Once prime farmland, this area became the Defense Depot in the 1940s and Weber County Fairgrounds in the 1990s.
Click to watch video of “Big Boy” as it rolls through Harrisville. Credit: Lorin Kartchner
If you’ve ever opened your windows and heard a train blare its horn or counted cars for 15 mins or more while sitting in a backed-up traffic jam at this train crossing, you already know the presence of the railroad in Harrisville. But before the train was mainly an excuse for being late to an appointment, the tracks were a pivotal section of the infamous Transcontinental Railroad which spanned the United States and opened the doors to mass settling in the West.
Transcontinental Railroad
The Transcontinental Railroad was completed in 1869. Officials considered several places, including Harrisville, as the junction where a north-south line would meet up with the east-west transcontinental line. Ogden and Corinne were the top contenders, and of course, Ogden won and become “The Junction.” Brigham Young (Governor of Utah Territory, and more prominently, prophet/leader of the Church of Jesus Christ of Latter-day Saints) secured Ogden as the Junction by acquiring property in west Ogden and then deeding 131 acres over to the Union Pacific and Central Pacific companies for the railroad depot and shops.
Utah Central
Ogden was a Mormon settlement, but it wasn’t Church headquarters (it also quickly picked up some railroad rogue), and Brigham Young wanted to keep Salt Lake City on the map.

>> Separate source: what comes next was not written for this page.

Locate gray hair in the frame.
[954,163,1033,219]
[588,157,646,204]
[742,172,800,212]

He immediately made plans to run a branch line from Ogden to Salt Lake which became known as Utah Central.
Utah Northern
The Church also had settlements clear north into Idaho, and the Transcontinental completely missed them, too. David Eccles (a big name in Ogden and the Church) fixed this by financing a railroad called the Utah Northern which ran parallel to the Transcontinental several miles before it took its own course.

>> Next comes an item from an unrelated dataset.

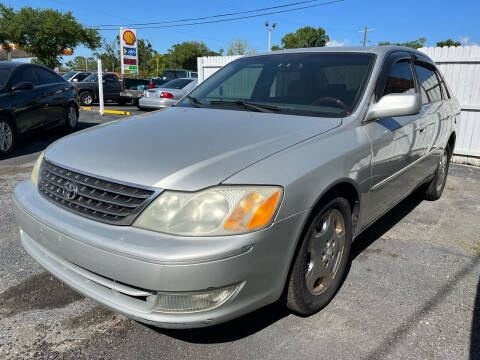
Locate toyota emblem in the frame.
[63,181,78,201]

Click photo to watch video. Special thanks to Weber County Heritage Foundation and Union Pacific!
Lucin Cutoff
In 1904, Southern Pacific Railroad Company completed the Lucin Cutoff across the Great Salt Lake (replacing the route around the north end of the lake and south to Ogden). This move completely transformed the Transcontinental route. The tracks hung around for awhile, but in the 1940s railroad officials removed them for the war effort in other places.
The parallel route, the Utah Northern, remained and this is what you see today.
Click to watch video of Lucin Cutoff produced by Weber County Heritage Foundation.
Utah State Historical Society
In the early days, there was actually a railway and service from Harrisville-Farr West to Plain City. Everyone just called it “The Dummy.”
A “dummy” was a small steam locomotive used by streetcar companies in the days before they were electrified. They also had enclosed wooden bodies that made them look like regular streetcars, which explains why they were usually known as “steam dummies.” (Steam Dummies)
The railroad was used for produce, beet hauling, lumber, coal and transportation.